Est-ce que vous-même, vous vous considèreriez comme une activiste ?

Non. Aussi parce que je pense que mes parents ont fait plus que je ferais jamais. Ils étaient dans la rue ! C’est sûr que j’ai une voix qui porte plus, j’ai comme un mégaphone à travers mes séries ou mes livres.

Dans ce dernier roman il y a des personnages noirs très précis, la mère de Darren Mathews qui est devenue femme de ménage, le père de la fille disparue qui accepte tout de son employeur… fiction et réalité ?

Je sais qu’il y a des noirs qui aiment Trump et je voulais essayer de pénétrer leur psychologie.

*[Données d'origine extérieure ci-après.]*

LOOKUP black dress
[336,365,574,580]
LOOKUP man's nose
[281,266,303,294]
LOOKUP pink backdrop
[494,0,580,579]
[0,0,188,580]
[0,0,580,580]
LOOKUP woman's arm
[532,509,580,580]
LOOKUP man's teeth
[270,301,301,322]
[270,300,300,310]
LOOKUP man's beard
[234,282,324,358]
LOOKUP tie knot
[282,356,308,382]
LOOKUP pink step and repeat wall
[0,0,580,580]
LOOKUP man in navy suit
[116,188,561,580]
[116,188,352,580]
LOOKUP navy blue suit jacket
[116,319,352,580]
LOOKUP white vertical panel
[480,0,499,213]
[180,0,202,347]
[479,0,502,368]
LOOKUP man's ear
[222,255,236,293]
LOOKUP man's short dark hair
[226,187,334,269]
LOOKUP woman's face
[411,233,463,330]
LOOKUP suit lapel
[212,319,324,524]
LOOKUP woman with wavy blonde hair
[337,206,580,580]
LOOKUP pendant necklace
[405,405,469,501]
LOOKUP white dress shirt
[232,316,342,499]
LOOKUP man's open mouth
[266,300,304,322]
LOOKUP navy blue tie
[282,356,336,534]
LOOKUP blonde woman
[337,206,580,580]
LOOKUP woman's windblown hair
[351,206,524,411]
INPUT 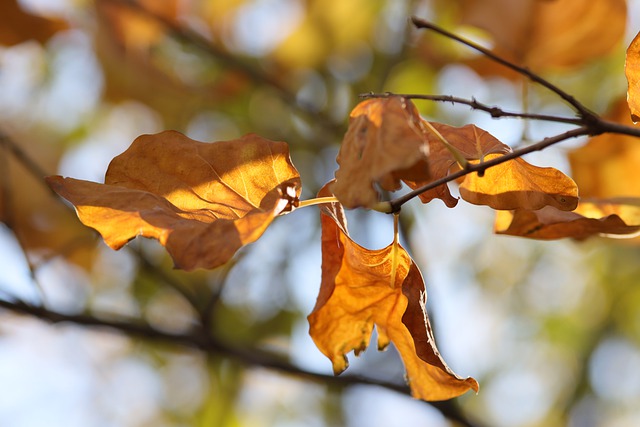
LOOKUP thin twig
[108,0,341,133]
[0,299,478,427]
[389,126,594,213]
[360,92,584,126]
[411,16,597,123]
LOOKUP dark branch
[108,0,340,132]
[411,16,597,120]
[360,92,584,126]
[389,126,594,213]
[0,299,478,427]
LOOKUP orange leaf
[331,97,429,209]
[494,199,640,240]
[0,0,68,46]
[460,0,627,71]
[624,33,640,123]
[569,99,640,198]
[460,154,578,211]
[47,131,300,270]
[309,186,478,400]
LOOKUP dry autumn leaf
[460,0,627,71]
[494,199,640,240]
[47,131,300,270]
[568,99,640,198]
[331,97,429,209]
[624,33,640,123]
[309,186,478,400]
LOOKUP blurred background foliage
[0,0,640,427]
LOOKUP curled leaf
[624,33,640,123]
[460,154,578,211]
[0,0,68,46]
[309,186,478,400]
[494,199,640,240]
[332,97,429,209]
[47,131,300,270]
[568,99,640,198]
[459,0,627,72]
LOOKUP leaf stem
[411,16,598,120]
[297,196,340,209]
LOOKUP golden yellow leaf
[568,99,640,198]
[47,131,300,270]
[331,97,429,209]
[460,0,627,71]
[403,122,510,208]
[95,0,179,54]
[309,186,478,400]
[624,33,640,123]
[494,199,640,240]
[0,0,68,46]
[460,154,578,211]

Cela concerne avant tout les hommes noirs et cette fierté masculine de se dire que l’on n’a pas besoin que l’on nous tende la main, pas besoin de se sentir noir mais d’être juste reconnus et c’est ce que les Républicains sont parvenus à répandre comme idée. On l’a vu dans les meetings de Trump avec des gens qui s’approchaient des noirs en leur disant « on est trop contents de vous voir, bienvenus », les Républicains pouvaient se dire « on n’est pas racistes vous êtes là » et les noirs, eux, se persuadaient d’être aimés, de faire partie de ce pays. C’est une manipulation bizarre que je souhaitais approcher. Sans faire de caricature mais en essayant de s’interroger sur cette étrange séduction.

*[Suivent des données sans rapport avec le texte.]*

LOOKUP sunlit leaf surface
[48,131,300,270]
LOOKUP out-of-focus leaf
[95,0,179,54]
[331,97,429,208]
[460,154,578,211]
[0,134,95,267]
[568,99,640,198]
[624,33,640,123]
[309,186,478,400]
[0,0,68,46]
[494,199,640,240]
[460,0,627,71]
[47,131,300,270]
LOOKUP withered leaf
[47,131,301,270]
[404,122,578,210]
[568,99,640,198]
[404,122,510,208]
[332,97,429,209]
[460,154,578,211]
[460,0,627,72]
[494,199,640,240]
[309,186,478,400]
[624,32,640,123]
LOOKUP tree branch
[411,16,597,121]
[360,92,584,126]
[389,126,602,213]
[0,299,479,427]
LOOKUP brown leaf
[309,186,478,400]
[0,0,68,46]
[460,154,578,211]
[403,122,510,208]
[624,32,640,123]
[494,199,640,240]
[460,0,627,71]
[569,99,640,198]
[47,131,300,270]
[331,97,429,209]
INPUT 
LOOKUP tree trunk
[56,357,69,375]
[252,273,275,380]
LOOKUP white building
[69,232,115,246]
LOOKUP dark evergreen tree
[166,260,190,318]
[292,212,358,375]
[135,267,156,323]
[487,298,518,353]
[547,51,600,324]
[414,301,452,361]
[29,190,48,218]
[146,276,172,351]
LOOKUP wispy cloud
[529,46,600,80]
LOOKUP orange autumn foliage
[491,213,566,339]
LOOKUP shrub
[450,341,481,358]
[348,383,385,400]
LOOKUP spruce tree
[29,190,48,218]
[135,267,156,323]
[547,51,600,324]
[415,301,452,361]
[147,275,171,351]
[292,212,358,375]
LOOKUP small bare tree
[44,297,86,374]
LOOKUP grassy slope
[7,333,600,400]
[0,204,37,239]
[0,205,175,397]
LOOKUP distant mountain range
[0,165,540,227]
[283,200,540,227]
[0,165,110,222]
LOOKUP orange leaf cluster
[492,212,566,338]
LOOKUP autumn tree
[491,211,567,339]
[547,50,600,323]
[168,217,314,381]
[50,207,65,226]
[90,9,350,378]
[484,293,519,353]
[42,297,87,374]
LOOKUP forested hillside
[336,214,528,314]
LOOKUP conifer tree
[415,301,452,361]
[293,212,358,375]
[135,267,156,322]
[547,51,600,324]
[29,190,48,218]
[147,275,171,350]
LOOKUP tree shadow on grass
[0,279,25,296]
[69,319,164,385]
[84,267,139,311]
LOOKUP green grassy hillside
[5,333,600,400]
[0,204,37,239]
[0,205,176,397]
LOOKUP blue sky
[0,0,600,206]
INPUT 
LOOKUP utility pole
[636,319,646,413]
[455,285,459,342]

Dans la communauté noire que vous racontez depuis votre premier roman, il y a des tensions, rien n’est idyllique et les oncles de Darren sont des gens qui ont réussi et séparent leur neveu de sa mère, traitée comme une moins que rien.

Juste après la fin de l’esclavage, et je sais que je suis privilégiée, la famille de ma mère a obtenu des terres à travers le Homestead act, quand vous vous engagiez à faire quelque chose de cette terre. Du côté de mon père, ils ont négocié directement avec les propriétaires d’esclaves. C’était des avantages, j’en suis bien consciente. Attention cela restait très dur, il n’y avait pas beaucoup d’argent mais ils avaient ces terrains et ils gardaient l’argent pour eux. Et c’est ce qui a envoyé une partie des oncles, tantes dans les études. Cela ne m’a pas empêché d’observer, de voir ceux qui ne pouvaient pas s’en sortir comme nous dans notre région.

Et en bonne Texane, le blues est encore très présent, avec Solomon Burke, Gary Clark Jr.

Oui, je suis une grande fan. Je fais ma playlist personnelle pendant l’écriture de chaque roman… Je voudrais que chaque lecteur soit transporté dans l’Est du Texas à chacun de mes romans, à travers la nourriture, la musique, les arbres, les odeurs. La musique tient une grande place dans ma vie.

Comment arrivez-vous à organiser un agenda entre les séries produites (From the scratch avec Zoé Saldana), scénarisées (Empire), les romans ?

Je vais continuer d’écrire, j’ai une idée, essayer quelque chose de nouveau, mais il faut d’abord payer les factures et on ne vit pas de ses romans ! Les Etats-Unis, c’est cher et les enfants à l’université ce sont plusieurs dizaines de milliers de dollars à l’année. Heureusement il y a Hollywood et Universal m’a demandé d’adapter Darren en série, on croise les doigts. Je voudrais bien ne faire que des romans mais c’est un système qui nécessite de travailler beaucoup plus. Le bon côté des choses est que je travaille pour la télévision avec ma sœur, on a les mêmes goûts, on se comprend, je pense aux intrigues, elle réfléchit aux personnages, on se complète. Faire ça toute seule, je détesterais mais c’est fun avec ma sœur.

Comment nourrissez-vous cet appétit d’écriture ?

Je lis beaucoup, tout le temps. Je fais partie du jury du National book award avec cinq autre personnes. Après, comme d’autres, quand il m’arrive des choses un peu étranges, j’y réfléchis. Même lorsqu’il ne m’arrive rien de spécial, mon esprit s’enclenche, je me demande plein de trucs.